What exists today for finding, monitoring, and analyzing AI incidents — with the honest assessment of what each can and cannot support. Dedicated AI-forensics tooling barely exists; this page will grow as it does.

*Last reviewed: June 2026*

## Incident databases

| Resource | What it holds | Investigation value |
|---|---|---|
| **AI Incident Database (AIID)** — incidentdatabase.ai | Largest public catalog of reported AI harms | Trend research, precedent search. No logs, no system documentation. |
| **OECD AI Incidents Monitor (AIM)** — oecd.ai/incidents | Media-detected incidents/hazards, ~30 events/day, standardized metadata | Cross-jurisdiction pattern view; aligned to the OECD reporting framework. Media-sourced only. |
| **AI Vulnerability Database (AVID)** — avidml.org | Vulnerability/failure taxonomy and reports | Mapping failure types; security-flavored. |
| **AIAAIC** — aiaaic.org | Incidents *and controversies*, broad scope | Background and reputational context; looser inclusion criteria. |

**Shared limitation:** all are classification repositories. None contains activity logs, system documentation, or tool records — the evidence an investigation actually requires (see [evidence/](../evidence/data-requirements.md)).

## Monitoring & detection

- **Scheming-in-the-wild OSINT methodology** (Shaffer Shane & Mylius, 2026) — transcript-scale detection of scheming-related behavior in public deployments; the demonstration that detection is becoming tractable.
- **MITRE ATLAS** — atlas.mitre.org — adversarial technique knowledge base; the translation layer for cyber threat-intel practitioners.

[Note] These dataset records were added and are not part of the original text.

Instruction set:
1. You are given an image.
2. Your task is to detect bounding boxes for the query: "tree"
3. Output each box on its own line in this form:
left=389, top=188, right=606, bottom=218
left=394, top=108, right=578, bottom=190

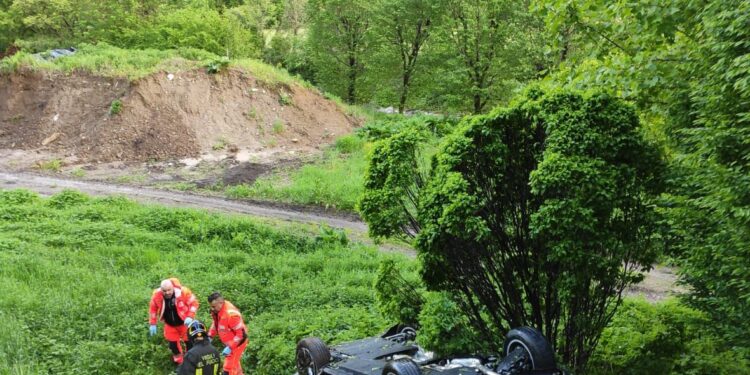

## Investigation & forensics

- Agent observability/tracing platforms (e.g., LangSmith, Langfuse, Arize Phoenix, W&B Weave) — built for debugging, but currently the closest thing to flight recorders for agent systems. If a customer runs one, that is where the evidence is. Evaluate: retention windows, tamper properties, export.
- **Open problem:** no standard exists for forensic preservation of agent session state, context windows at point of failure, or executed tool calls. Contributions documenting practical preservation approaches are the most-wanted item in this repository.

## Cross-over toolkits (traditional → AI)

Investigators from traditional/OSINT backgrounds: your toolkit transfers more than you think. Source handling, timeline construction, competing-hypotheses analysis (ACH), chain-of-custody discipline, and interview technique (applied to operators and developers, not the model) are exactly what current AI incident handling lacks. The delta to learn is the evidence layer — logs, scaffolding, model behavior — covered in [evidence/](../evidence/data-requirements.md) and the [glossary](../glossary/README.md).